After the rain, a little sunshine

Kayakers can go a lot faster than narrowboats
After yesterday, any day would have been a good one and today has been quietly enjoyable as we worked our way steadily up to the summit level of the Oxford Canal.
Yesterday was, in a word, horrible. It rained all day, without ceasing. When we got up it was raining; when we went to bed, it was still raining.
Not surprisingly we stayed hunkered down in Banbury: a few bedraggled boaters arrived during the day but most of us simply stayed put.
However Banbury is the last proper town until – going our way – Leamington, which is several days away so a serious supermarket stock-up was needed. Optimistically we opted for the 20 minute walk to Aldi rather than the ten minute one to Morrisons. Which would have been okay if the heavens hadn't turned on some extra taps just as we started out. We arrived at the shop looking like refugees from Noah's ark and then had a similarly damp trudge home. All part of the fun.
This morning we said goodbye to Banbury and headed north. There were fewer narrowboats around than I expected but no shortage of kayakers who were thrashing along as fast as they could – which was much quicker than we could manage – and they came barreling past. I was nervous about hitting one but I guess they were a lot more anxious about being squashed by a 20 ton steel boat so we managed to keep out of each other's way pretty well.
 The countryside is rather drab for the first few miles until,
out of the blue, pops Cropredy, one of the prettiest villages on the whole canal system, a place whose honey-stone cottages embrace the canal from either side.
Not surprisingly the moorings were full (I'm surprised so many are 14 day ones given the desirability of it as a stop) so we carried on and moored for lunch at the bottom of the little flight of three locks that's the sharpener for the final group of five to the top.

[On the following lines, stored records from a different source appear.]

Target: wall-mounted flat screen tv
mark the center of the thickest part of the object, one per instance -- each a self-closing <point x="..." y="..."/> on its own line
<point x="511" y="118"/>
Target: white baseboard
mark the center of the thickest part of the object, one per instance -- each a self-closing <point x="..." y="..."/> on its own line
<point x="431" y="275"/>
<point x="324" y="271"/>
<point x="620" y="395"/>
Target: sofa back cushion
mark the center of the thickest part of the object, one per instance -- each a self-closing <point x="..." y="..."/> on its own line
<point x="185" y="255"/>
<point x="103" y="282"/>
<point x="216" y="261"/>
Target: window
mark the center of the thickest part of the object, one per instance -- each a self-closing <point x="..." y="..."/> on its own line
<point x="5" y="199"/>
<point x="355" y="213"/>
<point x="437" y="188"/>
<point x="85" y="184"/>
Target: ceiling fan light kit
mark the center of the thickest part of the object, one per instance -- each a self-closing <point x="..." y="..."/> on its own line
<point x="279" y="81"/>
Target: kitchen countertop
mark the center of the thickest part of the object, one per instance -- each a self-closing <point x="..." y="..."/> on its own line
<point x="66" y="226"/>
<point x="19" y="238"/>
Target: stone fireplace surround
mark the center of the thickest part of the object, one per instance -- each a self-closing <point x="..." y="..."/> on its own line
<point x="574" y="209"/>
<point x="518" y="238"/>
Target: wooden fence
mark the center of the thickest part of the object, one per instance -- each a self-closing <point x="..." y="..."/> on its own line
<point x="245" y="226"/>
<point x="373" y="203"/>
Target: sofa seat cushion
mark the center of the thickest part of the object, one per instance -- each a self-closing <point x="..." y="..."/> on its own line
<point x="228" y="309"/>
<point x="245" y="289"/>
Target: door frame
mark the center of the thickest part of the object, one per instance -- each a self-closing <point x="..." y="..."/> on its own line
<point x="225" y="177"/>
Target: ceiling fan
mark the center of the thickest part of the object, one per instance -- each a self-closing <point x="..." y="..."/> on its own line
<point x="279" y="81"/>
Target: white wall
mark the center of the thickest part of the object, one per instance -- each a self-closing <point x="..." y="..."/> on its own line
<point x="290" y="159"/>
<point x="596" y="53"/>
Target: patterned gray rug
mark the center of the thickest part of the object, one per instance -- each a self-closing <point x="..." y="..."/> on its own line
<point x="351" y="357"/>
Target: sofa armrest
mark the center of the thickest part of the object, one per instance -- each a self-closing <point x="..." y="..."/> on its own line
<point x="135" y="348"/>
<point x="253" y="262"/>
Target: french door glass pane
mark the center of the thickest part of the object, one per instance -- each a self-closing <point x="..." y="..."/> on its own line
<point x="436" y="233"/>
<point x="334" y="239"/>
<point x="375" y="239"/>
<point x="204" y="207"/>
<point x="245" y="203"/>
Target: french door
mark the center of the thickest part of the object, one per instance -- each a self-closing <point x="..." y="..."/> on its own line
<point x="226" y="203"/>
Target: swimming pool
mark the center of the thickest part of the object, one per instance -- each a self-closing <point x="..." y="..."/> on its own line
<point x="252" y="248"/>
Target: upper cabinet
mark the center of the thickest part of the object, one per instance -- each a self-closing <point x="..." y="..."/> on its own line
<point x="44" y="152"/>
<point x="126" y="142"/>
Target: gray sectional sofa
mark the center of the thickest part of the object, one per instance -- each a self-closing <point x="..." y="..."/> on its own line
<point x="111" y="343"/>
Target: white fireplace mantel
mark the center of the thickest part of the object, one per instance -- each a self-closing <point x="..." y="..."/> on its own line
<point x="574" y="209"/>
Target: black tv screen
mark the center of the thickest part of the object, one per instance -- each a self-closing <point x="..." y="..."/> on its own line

After having barely seen a boat in the morning, three appeared just as we were finishing lunch and suddenly we were at the back of a queue.
The first of these locks – Broadmoor – is followed by an old wharf and moorings where there's a fascinating collection of working boats and butties, ranging from a sunken wooden one to others that look pretty recently built.
The Klaes family, organic farmers and Wharf operators
After the third we came to more moorings and a dock at Clattercote Wharf, which is also home to Forge Farm where the Klaes family has run an organic farm for thirty years.
And so to the five lock Claydon flight and the final short, sharp push to the top. The Oxford is known for its pretty lock cottages and there is one here at Claydon Top Lock.
Little Bourton lock cottage looking sorry for itself
Many – like this one – are land-locked with no road access and some, again like Claydon, have no mains electricity. All the same, they seem to sell when put on the market and the one further back at Somerton Deep Lock has been turned into a delightful little home, even if the owners have to go shopping by small boat!
Others are struggling – the one at Little Bourton is boarded up, even though according to a sign it is 'owned by local boaters'. Claydon too has been for sale off and on for nearly ten years, whether by the same, or successive owners I don't know. Perhaps the romantic appeal of a canal cottage wanes after a spell of wheeling your groceries up the locks or having your generator fail. Or maybe it's just that passing boaters can become tiresome.
Tomorrow more rain is forecast. We have a rendezvous at Fenny Compton Wharf, three miles on, so maybe we will have to get wet.